The vice president, who is also chairman of the National Natural Disaster Management Committee, assured that he will do all he can to utilize the power of the government to mitigate the impact of the monsoon on townfolks, especially in the central plains.
On Wednesday, U Henry Van Thio observed the construction of a riverbank protection wall along the Myitthar River between Kalay and Kalaywa townships in Sagaing Region. The wall is about 5000 feet long, cost an estimated K2.2 billion (US$1.62 million), and is about 60 percent completed.
A day earlier, the vice president convened a National Natural Disaster Management Committee meeting in Nay Pyi Taw to check on the preparations being made by agencies involved in mitigating the effects of a disaster.
U Henry Van Thio urged the members of the committee to discuss early preventive measures for both the approaching rainy season and unpredictable earthquakes, according to a report by the state-run news agency.
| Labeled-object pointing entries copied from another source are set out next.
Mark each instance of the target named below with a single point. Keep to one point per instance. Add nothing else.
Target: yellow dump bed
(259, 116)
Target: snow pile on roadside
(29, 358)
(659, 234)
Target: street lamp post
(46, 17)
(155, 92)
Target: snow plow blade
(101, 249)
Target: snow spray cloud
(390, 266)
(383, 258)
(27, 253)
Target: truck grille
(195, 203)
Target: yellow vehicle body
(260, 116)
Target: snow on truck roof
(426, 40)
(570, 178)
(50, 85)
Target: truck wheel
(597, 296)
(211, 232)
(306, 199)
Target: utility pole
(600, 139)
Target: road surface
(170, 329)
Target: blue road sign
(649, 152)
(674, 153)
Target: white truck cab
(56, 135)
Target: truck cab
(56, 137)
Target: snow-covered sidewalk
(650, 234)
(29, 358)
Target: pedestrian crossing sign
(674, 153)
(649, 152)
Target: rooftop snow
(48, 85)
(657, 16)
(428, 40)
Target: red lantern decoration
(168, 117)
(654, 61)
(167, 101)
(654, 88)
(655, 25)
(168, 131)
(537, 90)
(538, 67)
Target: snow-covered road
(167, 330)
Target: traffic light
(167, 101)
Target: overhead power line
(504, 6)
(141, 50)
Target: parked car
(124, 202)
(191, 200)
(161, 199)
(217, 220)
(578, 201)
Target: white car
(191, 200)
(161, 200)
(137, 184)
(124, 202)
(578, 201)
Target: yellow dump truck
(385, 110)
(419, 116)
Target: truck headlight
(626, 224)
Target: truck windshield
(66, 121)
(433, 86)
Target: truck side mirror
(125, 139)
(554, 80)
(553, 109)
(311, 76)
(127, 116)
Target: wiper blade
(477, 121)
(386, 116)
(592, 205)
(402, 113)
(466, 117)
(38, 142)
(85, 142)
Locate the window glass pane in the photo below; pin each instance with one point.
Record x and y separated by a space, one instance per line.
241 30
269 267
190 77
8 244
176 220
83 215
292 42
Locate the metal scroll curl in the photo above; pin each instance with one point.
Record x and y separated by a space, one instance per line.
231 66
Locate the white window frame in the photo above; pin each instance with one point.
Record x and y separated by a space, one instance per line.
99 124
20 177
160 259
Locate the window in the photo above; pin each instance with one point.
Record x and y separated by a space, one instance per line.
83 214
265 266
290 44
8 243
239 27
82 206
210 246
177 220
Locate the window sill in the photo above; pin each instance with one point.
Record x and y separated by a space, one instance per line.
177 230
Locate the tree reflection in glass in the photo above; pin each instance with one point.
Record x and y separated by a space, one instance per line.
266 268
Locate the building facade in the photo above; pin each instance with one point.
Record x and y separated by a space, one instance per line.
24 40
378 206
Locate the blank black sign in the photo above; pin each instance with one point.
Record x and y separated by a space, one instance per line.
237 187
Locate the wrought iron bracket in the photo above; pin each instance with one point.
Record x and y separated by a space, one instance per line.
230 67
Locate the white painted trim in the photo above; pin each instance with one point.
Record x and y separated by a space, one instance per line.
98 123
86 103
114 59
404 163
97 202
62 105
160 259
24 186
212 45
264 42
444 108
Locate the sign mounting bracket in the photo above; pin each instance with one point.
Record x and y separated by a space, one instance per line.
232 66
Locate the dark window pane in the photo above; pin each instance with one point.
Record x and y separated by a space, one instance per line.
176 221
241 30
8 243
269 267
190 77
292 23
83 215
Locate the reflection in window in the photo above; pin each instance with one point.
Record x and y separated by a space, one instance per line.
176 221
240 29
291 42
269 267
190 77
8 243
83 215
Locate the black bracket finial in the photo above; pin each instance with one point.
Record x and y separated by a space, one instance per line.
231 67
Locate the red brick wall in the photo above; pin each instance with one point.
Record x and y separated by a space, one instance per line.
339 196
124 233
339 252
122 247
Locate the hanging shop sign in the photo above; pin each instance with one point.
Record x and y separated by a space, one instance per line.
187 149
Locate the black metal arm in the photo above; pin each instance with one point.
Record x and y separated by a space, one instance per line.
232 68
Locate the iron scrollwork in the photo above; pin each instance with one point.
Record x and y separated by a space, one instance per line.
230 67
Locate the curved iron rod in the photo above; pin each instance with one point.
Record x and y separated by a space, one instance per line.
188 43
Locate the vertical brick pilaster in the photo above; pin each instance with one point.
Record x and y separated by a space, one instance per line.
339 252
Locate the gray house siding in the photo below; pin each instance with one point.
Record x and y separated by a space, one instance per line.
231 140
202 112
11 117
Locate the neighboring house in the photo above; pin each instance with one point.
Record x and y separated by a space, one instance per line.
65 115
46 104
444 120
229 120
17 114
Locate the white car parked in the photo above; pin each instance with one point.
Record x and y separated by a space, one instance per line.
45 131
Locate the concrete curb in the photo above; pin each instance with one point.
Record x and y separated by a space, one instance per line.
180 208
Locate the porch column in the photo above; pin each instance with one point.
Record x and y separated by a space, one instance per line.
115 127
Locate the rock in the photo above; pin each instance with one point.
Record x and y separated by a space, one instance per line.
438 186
The vice president urged the committee to be constantly alert for natural disaster management, the report added.
Myanmar is one of the most disaster-prone countries in the region, with the country losing an average three percent of its GDP annually due to natural disasters.
In a country report by the Japan International Cooperation Agency (JICA) three years ago, it noted that “cyclones, floods, tsunamis, and earthquakes have a pronounced impact on Myanmar.”
The study cited Cyclone Nargis, which struck the country in May 2008 and left a trail of destruction, including the deaths over 140,000 people and millions more homeless.
It said that many floods are caused by storms from the southwest monsoons during July to October, with the country’s central plains region of Mandalay and surrounding areas, as well as the coastal areas, especially hard hit.
Aside from floods, Myanmar is also prone to earthquakes as “it lies in one of the two main earthquake belts of the world, known as the Alpine-Himalayan Belt.”
The study noted that 16 earthquakes with magnitudes 7.0 or higher have occurred over the past 170 years since 1839.
At Tuesday’s meeting with disaster relief officials, U Henry Van Thio warned about strong winds, storms, cyclones, heavy rain, lightning strikes, hail, floods, flash floods, and landslides during the monsoons. He urged agencies to take early preventive measures as soon as possible.
The vice president also emphasised the need to prepare emergency response strategies and resettlement plans, including construction of houses in areas least likely to be affected by natural disasters, “as well as pre-planning and cooperating with relevant ministries to reinstate transportation, rebuild roads and schools, and administerhealthcareimmediately after the effects of a natural disaster.”
Aside from floods, U Henry Van Thio underscored the need to keep people “properly informed and ready” for the unpredictable earthquakes.
He said the National Natural Disaster Management Committee should discuss strengthening or planning standard operating procedures for earthquakes in ministries, adding that the public needed greater awareness of earthquakes and their effects.
Myanmar has sought financial assistance from international donors and technology institutions for losses and damage due to climate change, as well as for projects aimed at mitigating the effects of natural disasters.
According to the Global Climate Risk Index 2018 report, less developed countries, including Myanmar, are more affected than industrialized countries.
Last year, the World Bank approved US$116 million (K156.75 billion) for the Myanmar Southeast Asia Disaster Risk Management Project, aimed at financing efforts to reduce the impact of flooding and improve the resilience of selected public facilities against earthquakes in Yangon.
The project will also enhance the union government’s capacity to finance disaster response to emergencies across the country, according to a World Bank statement.
It is expected to help the Ministry of Planning and Finance develop disaster risk financing instruments, reduce the financial costs of future disasters, and improve the capacity to manage and finance the response to possible future disasters.